Because it is easier to work with, and because we will deal with simple processors in this chapter, we use CPI. Designers sometimes also use instructions per clock (IPC), which is the inverse of CPI.

Consider our performance example on page 52, here modified to use measurements of the frequency of the instructions and of the instruction CPI values, which, in practice, are obtained by simulation or by hardware instrumentation.
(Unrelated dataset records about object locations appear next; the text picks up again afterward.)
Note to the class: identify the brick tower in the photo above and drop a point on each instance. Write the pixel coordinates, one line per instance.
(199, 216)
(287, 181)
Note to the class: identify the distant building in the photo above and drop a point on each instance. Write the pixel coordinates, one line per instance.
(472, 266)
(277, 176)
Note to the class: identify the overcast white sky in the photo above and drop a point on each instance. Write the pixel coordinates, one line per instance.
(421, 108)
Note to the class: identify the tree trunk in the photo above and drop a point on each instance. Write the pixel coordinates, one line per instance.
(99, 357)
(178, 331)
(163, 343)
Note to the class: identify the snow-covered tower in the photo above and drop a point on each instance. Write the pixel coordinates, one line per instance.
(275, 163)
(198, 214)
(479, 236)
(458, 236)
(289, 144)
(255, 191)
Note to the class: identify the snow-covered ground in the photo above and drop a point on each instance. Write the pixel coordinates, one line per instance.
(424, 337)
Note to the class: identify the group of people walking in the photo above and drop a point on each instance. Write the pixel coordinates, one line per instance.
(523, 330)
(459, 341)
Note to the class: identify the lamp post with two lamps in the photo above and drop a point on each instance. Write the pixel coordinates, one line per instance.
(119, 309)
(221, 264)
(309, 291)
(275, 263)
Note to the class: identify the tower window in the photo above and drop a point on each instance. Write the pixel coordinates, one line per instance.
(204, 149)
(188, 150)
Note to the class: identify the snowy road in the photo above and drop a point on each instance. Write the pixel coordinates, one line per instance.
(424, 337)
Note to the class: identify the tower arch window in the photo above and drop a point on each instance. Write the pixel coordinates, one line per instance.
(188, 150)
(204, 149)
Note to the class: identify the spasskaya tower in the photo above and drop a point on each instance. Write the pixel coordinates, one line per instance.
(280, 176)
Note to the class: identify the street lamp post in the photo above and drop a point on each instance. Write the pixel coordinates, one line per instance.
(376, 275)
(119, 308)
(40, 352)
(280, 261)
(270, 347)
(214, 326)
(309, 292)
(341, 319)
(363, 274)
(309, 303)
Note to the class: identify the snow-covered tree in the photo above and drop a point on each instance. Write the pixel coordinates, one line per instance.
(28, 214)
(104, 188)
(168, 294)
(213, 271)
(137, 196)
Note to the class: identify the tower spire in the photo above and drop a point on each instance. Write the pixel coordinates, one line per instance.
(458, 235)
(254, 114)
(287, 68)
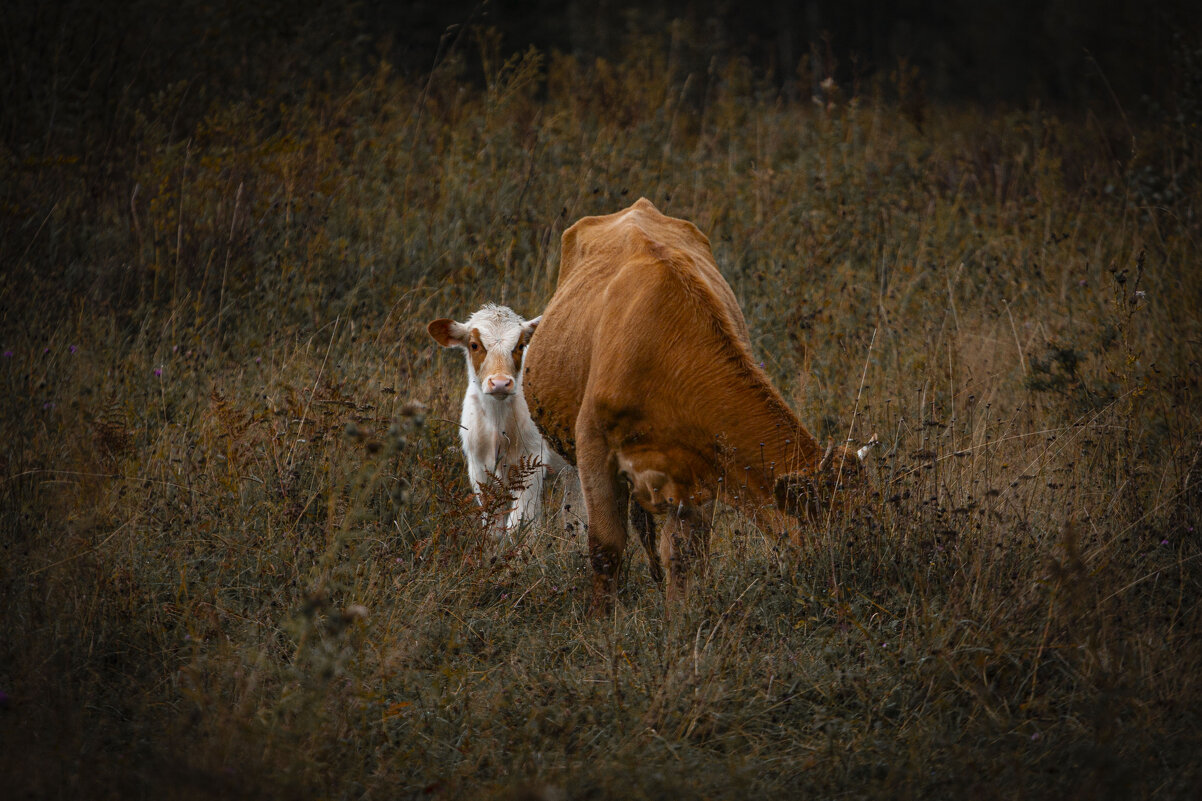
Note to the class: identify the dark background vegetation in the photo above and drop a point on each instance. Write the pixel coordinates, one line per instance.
(70, 65)
(238, 553)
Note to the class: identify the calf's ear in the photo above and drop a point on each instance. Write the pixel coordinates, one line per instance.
(448, 333)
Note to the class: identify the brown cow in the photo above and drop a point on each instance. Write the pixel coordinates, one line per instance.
(643, 377)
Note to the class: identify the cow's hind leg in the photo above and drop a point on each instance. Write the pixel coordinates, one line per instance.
(682, 543)
(604, 500)
(646, 527)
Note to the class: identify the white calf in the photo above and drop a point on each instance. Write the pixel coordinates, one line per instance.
(499, 438)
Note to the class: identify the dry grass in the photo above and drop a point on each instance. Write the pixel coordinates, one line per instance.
(239, 563)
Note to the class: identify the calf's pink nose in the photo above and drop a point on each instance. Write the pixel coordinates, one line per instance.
(499, 385)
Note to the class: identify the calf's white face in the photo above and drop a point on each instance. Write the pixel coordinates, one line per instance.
(494, 340)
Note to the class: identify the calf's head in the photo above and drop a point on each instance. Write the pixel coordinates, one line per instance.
(494, 340)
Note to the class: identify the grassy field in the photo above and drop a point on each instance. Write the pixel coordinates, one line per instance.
(239, 552)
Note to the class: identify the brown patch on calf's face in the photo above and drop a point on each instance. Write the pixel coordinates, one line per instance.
(476, 350)
(519, 351)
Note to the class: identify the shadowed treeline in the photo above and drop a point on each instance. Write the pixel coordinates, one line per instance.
(72, 66)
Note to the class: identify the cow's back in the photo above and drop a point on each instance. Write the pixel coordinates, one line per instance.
(638, 292)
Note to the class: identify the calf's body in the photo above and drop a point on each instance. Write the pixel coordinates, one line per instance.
(500, 441)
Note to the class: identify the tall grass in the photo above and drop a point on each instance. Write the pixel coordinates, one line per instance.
(241, 557)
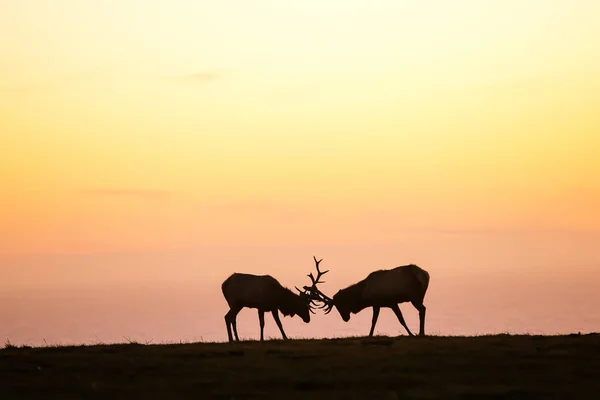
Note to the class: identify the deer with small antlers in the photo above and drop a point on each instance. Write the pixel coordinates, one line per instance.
(383, 288)
(266, 294)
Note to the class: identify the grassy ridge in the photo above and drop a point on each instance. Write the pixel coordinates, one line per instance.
(387, 368)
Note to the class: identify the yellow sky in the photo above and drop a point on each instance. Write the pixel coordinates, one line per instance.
(159, 125)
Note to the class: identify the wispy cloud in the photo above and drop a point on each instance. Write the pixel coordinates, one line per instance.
(137, 193)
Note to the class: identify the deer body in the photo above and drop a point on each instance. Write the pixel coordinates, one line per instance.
(266, 294)
(384, 288)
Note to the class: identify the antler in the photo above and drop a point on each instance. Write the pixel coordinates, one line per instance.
(313, 291)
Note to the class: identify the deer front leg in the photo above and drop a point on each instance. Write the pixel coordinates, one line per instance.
(421, 308)
(228, 323)
(261, 320)
(398, 313)
(374, 320)
(278, 322)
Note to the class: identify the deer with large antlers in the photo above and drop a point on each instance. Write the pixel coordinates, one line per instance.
(266, 294)
(383, 288)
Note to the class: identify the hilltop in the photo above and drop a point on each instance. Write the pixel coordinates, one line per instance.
(501, 366)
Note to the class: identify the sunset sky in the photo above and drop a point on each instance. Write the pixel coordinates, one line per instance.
(168, 126)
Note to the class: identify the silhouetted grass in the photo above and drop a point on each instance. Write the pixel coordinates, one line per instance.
(489, 367)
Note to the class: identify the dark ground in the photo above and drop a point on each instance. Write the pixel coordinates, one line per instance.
(487, 367)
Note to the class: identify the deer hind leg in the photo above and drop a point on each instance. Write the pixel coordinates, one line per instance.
(230, 320)
(228, 324)
(261, 320)
(374, 320)
(398, 313)
(421, 307)
(278, 322)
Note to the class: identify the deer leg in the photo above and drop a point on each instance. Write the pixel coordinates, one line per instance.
(261, 320)
(398, 313)
(421, 307)
(232, 320)
(374, 321)
(278, 322)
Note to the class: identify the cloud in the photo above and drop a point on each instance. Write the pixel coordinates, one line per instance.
(136, 193)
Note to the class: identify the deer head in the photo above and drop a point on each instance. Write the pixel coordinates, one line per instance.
(311, 294)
Compare these two design alternatives using Cefotetan for Injection (Cefotetan)- FDA processor performance equation.

Answer First, observe that only the CPI changes; the clock rate and instruction count remain identical. In particular, it may be difficult to measure things such as the fraction of execution time for which a set of instructions is used. In practice, this would probably be computed by summing the product of the instruction count and the CPI for each of the instructions in the set.

Since the starting point is the individual instruction count and CPI measurements, the processor performance equation is incredibly useful. Using the processor performance equation as a design tool, we need to be able to measure the various factors.

For an existing processor, it is possible to obtain the execution time by measurement, and we know the default clock speed. The challenge lies in discovering the instruction count or the CPI. Most processors include counters for both instructions and clock cycles.

By periodically monitoring these counters, it is also possible to attach execution time and instruction count to segments of the code, which can be helpful to programmers trying to understand and tune the performance of an application. Often designers or programmers will want to understand performance at a more fine-grained level than what is available from the hardware counters.

For example, they may want to know why the CPI is what it is. In such cases, the simulation techniques used are like those for processors that are being designed. Techniques that help with energy efficiency, such as dynamic voltage frequency scaling and overclocking (see Section 1.

A simple approach is to turn off those features to make the results reproducible. In this section, we look at measures of performance and power-performance in small servers using the SPECpower benchmark.

To keep the price comparison fair, all are Dell PowerEdge servers. We selected a twosocket system-so 44 cores total-with 128 GB of ECC-protected 2400 MHz DDR4 DRAM. The next server is the PowerEdge C630, with the same processor, number of sockets, and DRAM. We calculated the cost of the processors by subtracting the cost of a second processor.

Similarly, we calculated the overall cost of memory by seeing what the cost of extra memory was. Hence the base cost of the server is adjusted by subtracting the estimated cost of the default processor and memory. Chapter 5 describes how these multisocket systems are connected together, and Chapter 6 describes how clusters are connected together. All are running the Oracle Java HotSpot version 1. Note that because of the forces of benchmarking (see Section 1.

The systems in Figure 1. Rather than run statically linked C programs of SPEC CPU, SPECpower uses a more modern software stack written in Java. It exercises not only the processor of the server, as does SPEC CPU, but also the caches, memory system, and even the multiprocessor interconnection system. In addition, it exercises the JVM, including the JIT runtime compiler and garbage collector, as well as portions of the underlying operating system.

As the last two rows of Figure 1. Therefore the single node R630 has the best power-performance. We call such errors fallacies. When discussing a fallacy, we try to give a counterexample. We also discuss pitfalls-easily made mistakes. Often pitfalls are violations of principles that are true in a limited context.

The purpose of these sections is to help you avoid making these errors in computers that you design.

Pitfall All exponential laws must come to an end. The first to go was Dennard scaling. Thus chips could be designed to operate faster and still use less power.

The threshold voltage was driven so low that static power became a significant fraction of overall power. The next deceleration was hard disk drives.